Courgette with Quinoa-Soft Cheese filling and Mango sauce

Wow that sounds exotic, right? Which makes it a perfect recipe to escape this dismal weather.IMG_1943

I dicovered the recipe on

For one portion, boil 20g of quinoa for 15 minutes in 200ml vegetable stock. In the meantime you can cut the courgette into halves and scrape out the seeds with a teaspoon. Place them on a baking dish covered with baking paper.


Mix 75g of soft cheese with 1 teaspoon of grounded almonds, season with salt and pepper. Preheat the oven at 200°C.

The quinoa should be ready by now, so that you can pour it into a colander, let it drain a bit and add it to the soft cheese-almonds mixture. Fill it into the  halved and deseeded courgette, sprinkle with some raped cheese if you like cheese as much as I do and

put it into the oven for 30 minutes.


Peel a small mango, cut it into cubes and mash them with immersion blender.

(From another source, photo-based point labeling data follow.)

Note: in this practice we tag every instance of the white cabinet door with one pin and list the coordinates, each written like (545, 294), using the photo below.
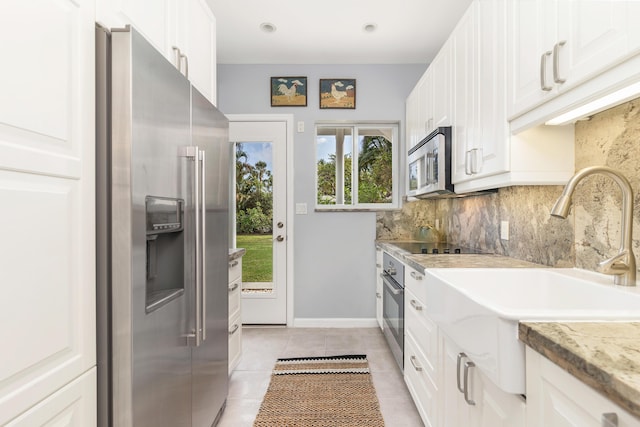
(492, 146)
(456, 412)
(72, 406)
(442, 91)
(47, 186)
(592, 36)
(555, 398)
(464, 42)
(557, 45)
(151, 19)
(532, 25)
(484, 404)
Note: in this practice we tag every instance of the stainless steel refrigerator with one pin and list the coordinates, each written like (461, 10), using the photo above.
(162, 202)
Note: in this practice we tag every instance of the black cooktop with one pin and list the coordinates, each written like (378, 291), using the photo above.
(435, 248)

Well, now you are supposed to squeeze in the juice of half a lime, cut a couple of mint leaves and add a pinch of sambal oelek. Unfortunately I had neither mint nor sambal oelek in the kitchen and I assume that’s why I was a bit disappointed of the result. After 25 minutes (not 30 as prescribed) impatient me got the courgettes out of the oven and served them with the mango sauce.. or rather mango mash.

It was good, I mean it was okay, but it didn’t knock my socks off. If anybody tries it with mint and sambal oelek, let me know whether that adds the special touch I missed.IMG_1941

A negative point is that there is no use for the seeds you scraped out of the courgette -I don’t like to throw away food. I also have some left-over from the mango mash -will have it with my breakfast tomorrow morning! 🙂

At least these filled courgettes are really filling! Keep you sated for 5 hours, I can tell! Not bad for a dish that contains only 250 kcal per portion, eh?